I rilievi in ordine al mancato versamento delle somme dovute dalle controllate non consentono, poi, di escludere la responsabilità della controllante e, per essa, dei ricorrente, sia in considerazione della genericità della relativa deduzione difensiva, non essendo stato specificato alcunché riguardo ai rapporti con le controllate e alle somme da ciascuna di esse dovute e alle ragioni dei mancati versamenti; sia per la mancata dimostrazione della attivazione della controllante per ottenere il versamento da parte delle controllate delle somme dalle stesse dovute a tale titolo, tenendo conto dei poteri di controllo spettanti alla società controllante, posto che, come evidenziato, ai fini del consolidato fiscale il controllo è individuato come detenzione in un’altra società di capitali di azioni che permettono l’ottenimento della maggioranza dei diritti di voto esercitabili in assemblea ordinaria, o la cui partecipazione agli utili è superiore al 50%, con la conseguenza che l’indisponibilità delle somme necessarie per provvedere al pagamento dell’imposta non è riconducibile a fattori estranei alla sfera di dominio della controllante o da questa non governabili (stante la necessaria esistenza di un potere di controllo derivante dalla partecipazione societaria), con la conseguente imputabilità alla stessa della indisponibilità delle risorse necessarie per provvedere al versamento delle somme dovute a titolo di imposta sul valore aggiunto.

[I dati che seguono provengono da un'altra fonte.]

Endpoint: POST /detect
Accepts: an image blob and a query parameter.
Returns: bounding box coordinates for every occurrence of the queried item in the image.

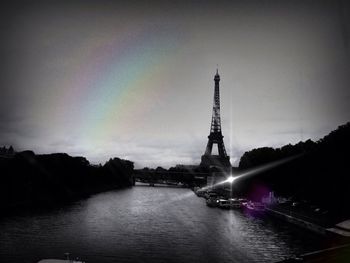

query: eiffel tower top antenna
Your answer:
[201,68,231,167]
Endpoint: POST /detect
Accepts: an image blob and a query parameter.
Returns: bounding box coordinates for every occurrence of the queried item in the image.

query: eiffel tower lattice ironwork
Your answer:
[201,70,231,168]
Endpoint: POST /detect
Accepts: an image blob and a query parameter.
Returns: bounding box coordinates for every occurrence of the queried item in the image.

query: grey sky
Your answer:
[0,1,350,167]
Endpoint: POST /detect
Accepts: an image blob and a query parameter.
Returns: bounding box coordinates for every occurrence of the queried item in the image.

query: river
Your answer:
[0,186,322,263]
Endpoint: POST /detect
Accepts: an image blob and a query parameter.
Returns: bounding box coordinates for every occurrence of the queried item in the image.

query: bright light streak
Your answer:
[226,175,235,184]
[202,154,301,190]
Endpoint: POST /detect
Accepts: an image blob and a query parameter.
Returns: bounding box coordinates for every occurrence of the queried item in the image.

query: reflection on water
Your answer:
[0,186,321,263]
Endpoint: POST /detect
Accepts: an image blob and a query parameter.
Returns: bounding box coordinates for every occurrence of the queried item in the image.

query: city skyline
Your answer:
[0,1,350,167]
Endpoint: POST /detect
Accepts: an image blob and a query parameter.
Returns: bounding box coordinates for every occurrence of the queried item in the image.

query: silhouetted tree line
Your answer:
[135,165,211,187]
[234,123,350,222]
[0,151,134,211]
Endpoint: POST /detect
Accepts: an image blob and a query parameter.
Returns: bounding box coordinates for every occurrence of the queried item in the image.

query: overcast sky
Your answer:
[0,0,350,167]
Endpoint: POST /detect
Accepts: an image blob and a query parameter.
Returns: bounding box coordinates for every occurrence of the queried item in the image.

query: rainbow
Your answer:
[58,25,183,145]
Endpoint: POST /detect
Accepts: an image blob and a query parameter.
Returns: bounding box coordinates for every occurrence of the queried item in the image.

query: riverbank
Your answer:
[0,151,133,211]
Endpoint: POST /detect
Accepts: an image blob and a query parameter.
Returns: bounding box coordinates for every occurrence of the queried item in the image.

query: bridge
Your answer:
[133,170,210,187]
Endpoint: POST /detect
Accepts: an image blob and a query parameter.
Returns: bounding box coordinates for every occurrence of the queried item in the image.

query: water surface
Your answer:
[0,186,322,263]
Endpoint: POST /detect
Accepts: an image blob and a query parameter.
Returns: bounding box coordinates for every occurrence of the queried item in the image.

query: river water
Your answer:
[0,186,322,263]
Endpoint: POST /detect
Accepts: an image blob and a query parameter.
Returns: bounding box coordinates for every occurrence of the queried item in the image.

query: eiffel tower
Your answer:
[200,69,231,169]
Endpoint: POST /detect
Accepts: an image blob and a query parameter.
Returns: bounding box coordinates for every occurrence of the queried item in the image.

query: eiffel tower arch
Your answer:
[200,70,231,169]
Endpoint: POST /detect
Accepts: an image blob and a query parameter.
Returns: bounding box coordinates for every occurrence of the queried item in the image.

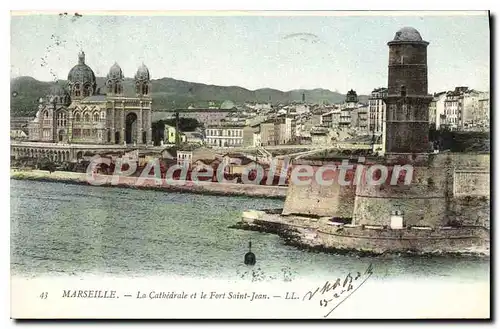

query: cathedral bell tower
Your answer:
[385,27,432,153]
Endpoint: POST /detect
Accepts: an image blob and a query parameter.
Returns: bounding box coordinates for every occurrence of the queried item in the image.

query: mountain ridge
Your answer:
[10,76,368,117]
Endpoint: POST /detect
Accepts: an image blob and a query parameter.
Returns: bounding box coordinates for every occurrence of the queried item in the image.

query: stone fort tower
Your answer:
[385,27,432,153]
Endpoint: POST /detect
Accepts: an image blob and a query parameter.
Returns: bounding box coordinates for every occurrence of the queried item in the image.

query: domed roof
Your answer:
[49,82,69,96]
[393,27,423,41]
[68,52,95,86]
[135,63,149,80]
[47,82,70,105]
[108,62,123,79]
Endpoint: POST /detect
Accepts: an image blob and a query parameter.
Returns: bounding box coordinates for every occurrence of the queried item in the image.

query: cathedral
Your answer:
[28,52,152,145]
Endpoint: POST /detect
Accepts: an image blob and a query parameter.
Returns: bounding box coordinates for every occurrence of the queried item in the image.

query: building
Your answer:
[368,88,387,135]
[163,125,176,144]
[385,27,432,153]
[205,123,244,147]
[177,151,193,167]
[443,89,463,130]
[477,92,490,128]
[339,89,358,128]
[259,121,277,146]
[28,52,152,145]
[320,109,341,128]
[351,104,369,133]
[182,131,204,145]
[429,92,446,129]
[311,127,332,146]
[153,108,238,127]
[275,116,296,144]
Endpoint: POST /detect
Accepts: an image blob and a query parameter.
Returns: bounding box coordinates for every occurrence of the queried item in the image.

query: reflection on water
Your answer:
[11,180,489,281]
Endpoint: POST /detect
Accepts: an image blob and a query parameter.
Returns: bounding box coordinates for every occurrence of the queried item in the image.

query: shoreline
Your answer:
[10,169,287,200]
[229,213,490,259]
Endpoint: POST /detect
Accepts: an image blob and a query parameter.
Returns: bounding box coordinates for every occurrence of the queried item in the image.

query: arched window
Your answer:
[57,112,66,127]
[83,85,90,97]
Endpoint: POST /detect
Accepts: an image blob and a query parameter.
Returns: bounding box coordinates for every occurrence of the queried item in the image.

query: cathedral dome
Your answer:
[68,52,96,87]
[47,83,70,105]
[108,62,123,79]
[49,83,69,96]
[393,27,422,41]
[135,63,150,80]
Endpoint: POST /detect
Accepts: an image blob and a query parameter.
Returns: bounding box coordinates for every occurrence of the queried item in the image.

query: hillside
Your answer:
[10,77,368,117]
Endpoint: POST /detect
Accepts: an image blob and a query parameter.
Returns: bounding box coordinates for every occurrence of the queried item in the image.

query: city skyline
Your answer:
[11,12,490,94]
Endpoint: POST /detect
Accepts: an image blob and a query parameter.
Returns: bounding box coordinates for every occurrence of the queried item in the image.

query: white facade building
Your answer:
[205,125,244,147]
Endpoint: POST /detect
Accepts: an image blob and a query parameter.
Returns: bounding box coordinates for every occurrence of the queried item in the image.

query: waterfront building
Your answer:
[429,92,446,129]
[28,52,152,145]
[368,88,387,135]
[163,125,177,144]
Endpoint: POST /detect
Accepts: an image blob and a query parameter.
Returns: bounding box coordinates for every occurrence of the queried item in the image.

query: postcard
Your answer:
[10,11,491,320]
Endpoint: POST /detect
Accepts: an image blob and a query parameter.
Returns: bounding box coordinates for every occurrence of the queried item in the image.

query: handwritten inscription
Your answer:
[302,264,373,318]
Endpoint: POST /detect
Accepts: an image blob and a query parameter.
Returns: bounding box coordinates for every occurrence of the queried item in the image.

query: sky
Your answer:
[11,11,490,94]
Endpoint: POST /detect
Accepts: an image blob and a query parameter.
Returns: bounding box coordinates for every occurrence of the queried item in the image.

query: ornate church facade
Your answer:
[28,52,152,145]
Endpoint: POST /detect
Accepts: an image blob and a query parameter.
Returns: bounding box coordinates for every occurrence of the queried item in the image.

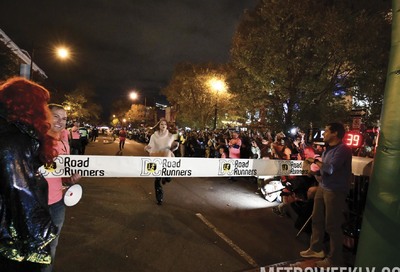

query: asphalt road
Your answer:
[55,136,309,272]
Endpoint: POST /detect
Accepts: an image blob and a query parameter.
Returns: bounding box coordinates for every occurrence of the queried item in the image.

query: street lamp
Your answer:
[208,78,226,130]
[54,46,71,60]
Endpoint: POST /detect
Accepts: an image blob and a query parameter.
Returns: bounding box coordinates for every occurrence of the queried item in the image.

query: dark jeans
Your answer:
[41,200,65,272]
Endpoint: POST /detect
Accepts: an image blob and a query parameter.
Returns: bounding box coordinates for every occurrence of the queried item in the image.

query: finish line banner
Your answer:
[39,155,308,178]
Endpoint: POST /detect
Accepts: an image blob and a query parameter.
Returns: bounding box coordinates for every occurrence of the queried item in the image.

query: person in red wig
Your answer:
[0,77,57,272]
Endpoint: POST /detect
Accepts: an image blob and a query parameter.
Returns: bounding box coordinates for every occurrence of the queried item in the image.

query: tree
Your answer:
[162,63,238,128]
[62,85,101,124]
[0,42,19,80]
[229,0,390,130]
[125,104,147,125]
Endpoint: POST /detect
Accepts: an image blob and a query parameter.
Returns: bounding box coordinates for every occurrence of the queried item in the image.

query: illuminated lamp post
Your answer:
[208,78,226,130]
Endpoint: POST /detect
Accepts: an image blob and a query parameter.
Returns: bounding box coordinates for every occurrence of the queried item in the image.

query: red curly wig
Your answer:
[0,77,57,163]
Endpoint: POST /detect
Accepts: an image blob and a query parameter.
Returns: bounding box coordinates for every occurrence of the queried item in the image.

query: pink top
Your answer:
[229,138,242,159]
[46,129,70,205]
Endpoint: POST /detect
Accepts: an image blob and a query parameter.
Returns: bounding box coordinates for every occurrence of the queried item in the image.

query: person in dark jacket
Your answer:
[0,77,57,272]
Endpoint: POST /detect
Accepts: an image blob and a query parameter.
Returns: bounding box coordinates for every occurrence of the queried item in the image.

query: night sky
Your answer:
[0,0,257,118]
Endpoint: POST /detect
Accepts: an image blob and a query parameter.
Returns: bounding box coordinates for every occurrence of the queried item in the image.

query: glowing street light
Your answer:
[55,46,70,60]
[208,77,226,130]
[129,92,139,100]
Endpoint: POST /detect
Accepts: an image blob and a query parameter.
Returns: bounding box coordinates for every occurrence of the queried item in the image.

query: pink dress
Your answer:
[229,138,242,159]
[46,129,70,205]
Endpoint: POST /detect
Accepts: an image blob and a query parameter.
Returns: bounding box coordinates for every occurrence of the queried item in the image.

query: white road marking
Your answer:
[196,213,258,267]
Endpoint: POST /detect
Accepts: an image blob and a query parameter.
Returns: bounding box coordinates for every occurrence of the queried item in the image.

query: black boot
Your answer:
[154,178,163,205]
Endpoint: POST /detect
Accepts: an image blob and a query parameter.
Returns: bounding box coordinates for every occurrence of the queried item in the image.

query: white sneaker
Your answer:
[300,248,325,258]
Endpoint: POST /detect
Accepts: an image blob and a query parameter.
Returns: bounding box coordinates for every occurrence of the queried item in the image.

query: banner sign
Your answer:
[39,155,309,178]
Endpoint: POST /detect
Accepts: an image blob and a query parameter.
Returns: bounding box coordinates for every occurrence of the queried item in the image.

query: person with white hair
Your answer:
[145,118,179,205]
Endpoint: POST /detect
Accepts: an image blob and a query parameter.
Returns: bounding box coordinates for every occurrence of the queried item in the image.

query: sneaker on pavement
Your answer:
[315,258,332,268]
[300,248,325,258]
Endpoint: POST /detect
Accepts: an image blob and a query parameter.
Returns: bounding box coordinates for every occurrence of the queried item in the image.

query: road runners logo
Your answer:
[39,156,105,177]
[218,160,257,176]
[278,161,308,176]
[140,158,192,177]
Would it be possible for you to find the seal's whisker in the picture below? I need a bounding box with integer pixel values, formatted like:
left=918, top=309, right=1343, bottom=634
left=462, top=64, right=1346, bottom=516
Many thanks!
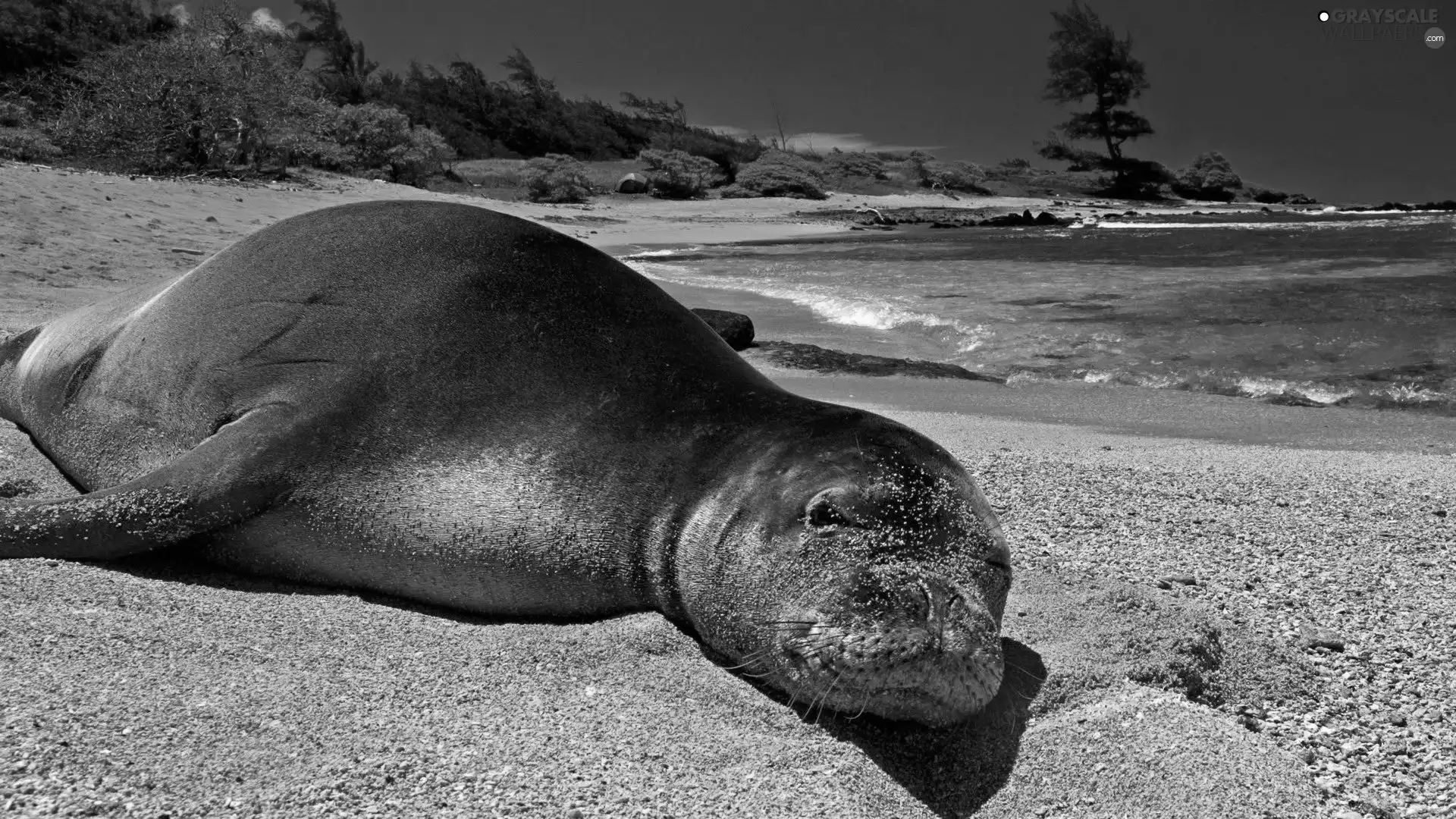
left=810, top=672, right=845, bottom=726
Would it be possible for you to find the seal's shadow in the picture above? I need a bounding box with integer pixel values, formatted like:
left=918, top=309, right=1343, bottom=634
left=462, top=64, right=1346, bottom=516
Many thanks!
left=110, top=547, right=1046, bottom=817
left=108, top=542, right=617, bottom=625
left=713, top=637, right=1046, bottom=817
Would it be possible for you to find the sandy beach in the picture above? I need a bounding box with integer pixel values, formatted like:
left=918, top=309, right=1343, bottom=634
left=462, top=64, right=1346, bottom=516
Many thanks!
left=0, top=163, right=1456, bottom=819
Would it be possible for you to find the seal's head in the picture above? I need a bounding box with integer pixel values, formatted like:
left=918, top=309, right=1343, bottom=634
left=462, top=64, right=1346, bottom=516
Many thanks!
left=677, top=408, right=1010, bottom=726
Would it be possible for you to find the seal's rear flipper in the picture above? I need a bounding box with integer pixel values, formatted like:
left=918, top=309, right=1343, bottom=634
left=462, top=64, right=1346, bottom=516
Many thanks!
left=0, top=403, right=294, bottom=560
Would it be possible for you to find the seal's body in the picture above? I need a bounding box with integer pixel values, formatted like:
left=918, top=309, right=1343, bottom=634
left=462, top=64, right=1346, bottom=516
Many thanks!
left=0, top=201, right=1009, bottom=723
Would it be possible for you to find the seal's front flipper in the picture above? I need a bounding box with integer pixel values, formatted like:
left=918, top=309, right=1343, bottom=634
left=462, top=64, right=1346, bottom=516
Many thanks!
left=0, top=403, right=294, bottom=560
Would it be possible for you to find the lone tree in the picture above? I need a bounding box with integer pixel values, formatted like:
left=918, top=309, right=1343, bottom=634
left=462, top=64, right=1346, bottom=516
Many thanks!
left=1041, top=0, right=1153, bottom=179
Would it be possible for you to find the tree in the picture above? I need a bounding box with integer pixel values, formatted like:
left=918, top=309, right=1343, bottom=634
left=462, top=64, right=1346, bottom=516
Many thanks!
left=0, top=0, right=176, bottom=77
left=1043, top=0, right=1153, bottom=179
left=48, top=3, right=316, bottom=172
left=288, top=0, right=378, bottom=105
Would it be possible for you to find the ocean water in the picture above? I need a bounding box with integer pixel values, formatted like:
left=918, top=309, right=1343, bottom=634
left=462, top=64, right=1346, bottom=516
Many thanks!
left=623, top=214, right=1456, bottom=411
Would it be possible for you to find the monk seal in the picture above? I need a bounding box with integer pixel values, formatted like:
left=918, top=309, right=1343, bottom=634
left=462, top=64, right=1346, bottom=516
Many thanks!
left=0, top=201, right=1010, bottom=726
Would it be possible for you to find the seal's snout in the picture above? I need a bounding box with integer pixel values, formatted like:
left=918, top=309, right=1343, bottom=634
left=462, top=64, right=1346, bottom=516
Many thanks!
left=779, top=567, right=1003, bottom=724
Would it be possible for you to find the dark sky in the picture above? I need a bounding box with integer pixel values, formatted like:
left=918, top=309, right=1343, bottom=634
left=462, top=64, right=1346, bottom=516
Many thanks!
left=249, top=0, right=1456, bottom=201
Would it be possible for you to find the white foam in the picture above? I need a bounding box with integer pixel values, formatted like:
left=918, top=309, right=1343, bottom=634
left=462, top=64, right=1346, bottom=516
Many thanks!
left=622, top=246, right=701, bottom=261
left=623, top=258, right=987, bottom=344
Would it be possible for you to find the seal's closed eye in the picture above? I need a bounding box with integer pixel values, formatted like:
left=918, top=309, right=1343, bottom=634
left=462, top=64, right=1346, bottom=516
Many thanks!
left=799, top=487, right=858, bottom=529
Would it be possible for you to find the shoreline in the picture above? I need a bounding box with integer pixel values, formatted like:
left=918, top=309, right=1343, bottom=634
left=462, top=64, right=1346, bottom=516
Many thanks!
left=0, top=163, right=1456, bottom=817
left=0, top=162, right=1456, bottom=452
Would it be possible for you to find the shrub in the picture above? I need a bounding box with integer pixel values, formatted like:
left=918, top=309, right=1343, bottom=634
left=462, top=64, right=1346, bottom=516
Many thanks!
left=0, top=127, right=61, bottom=162
left=1100, top=158, right=1174, bottom=199
left=0, top=99, right=30, bottom=128
left=905, top=150, right=935, bottom=188
left=722, top=150, right=828, bottom=199
left=521, top=153, right=592, bottom=202
left=651, top=128, right=763, bottom=182
left=46, top=6, right=316, bottom=172
left=927, top=162, right=990, bottom=194
left=1032, top=134, right=1111, bottom=171
left=1249, top=185, right=1288, bottom=204
left=824, top=150, right=885, bottom=179
left=638, top=150, right=722, bottom=199
left=1174, top=150, right=1244, bottom=202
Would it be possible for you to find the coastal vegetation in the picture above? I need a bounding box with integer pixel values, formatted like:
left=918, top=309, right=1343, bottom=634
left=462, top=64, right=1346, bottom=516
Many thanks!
left=0, top=0, right=1420, bottom=204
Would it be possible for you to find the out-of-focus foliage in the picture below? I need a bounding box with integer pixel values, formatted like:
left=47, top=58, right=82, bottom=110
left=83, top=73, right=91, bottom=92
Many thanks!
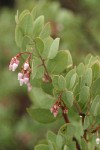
left=0, top=0, right=100, bottom=150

3. Il ricorso deve, in conclusione, essere dichiarato inammissibile, stante la manifesta infondatezza delle censure cui è stato affidato.
L’inammissibilità originaria del ricorso esclude il rilievo della prescrizione verificatasi successivamente alla sentenza di secondo grado (dovendo considerarsi nel computo di tale termine anche la sospensione dello stesso per 327 giorni, conseguente al rinvio d’udienza dal 3/5/2018 al 26/3/2019, a causa della adesione del difensore dell’imputato alta astensione dalle udienze, per effetto della quale la scadenza del termine di prescrizione si è differita al 20/5/2019, successivamente alla pronuncia della sentenza impugnata), giacché detta inammissibilità impedisce la costituzione di un valido rapporto processuale di impugnazione innanzi al giudice di legittimità, e preclude l’apprezzamento di una eventuale causa di estinzione del reato intervenuta successivamente alla decisione impugnata (Sez. un., 22 novembre 2000, n. 32, De Luca, Rv. 217266; conformi, Sez. un., 2/3/2005, n. 23428, Bracale, Rv. 231164, e Sez. un., 28/2/2008, n. 19601, Niccoli, Rv. 239400; in ultimo Sez. 2, n. 28848 del 8.5.2013, Rv. 256463; Sez. 2, n. 53663 del 20/11/2014, Rasizzi Scalora, Rv. 261616; nonché Sez. U, n. 6903 del 27/05/2016, dep. 14/02/2017, Aiello, Rv. 268966).
Alla declaratoria di inammissibilità del ricorso consegue, ex art. 616 cod. proc. pen., l’onere delle spese del procedimento, nonché del versamento di una somma in favore della Cassa delle Ammende, che si determina equitativamente, in ragione dei motivi dedotti, nella misura di euro 2.000,00.
P.Q.M.
Dichiara inammissibile il ricorso e condanna il ricorrente al pagamento delle spese processuali e della somma di euro 2.000,00 a favore della Cassa delle Ammende.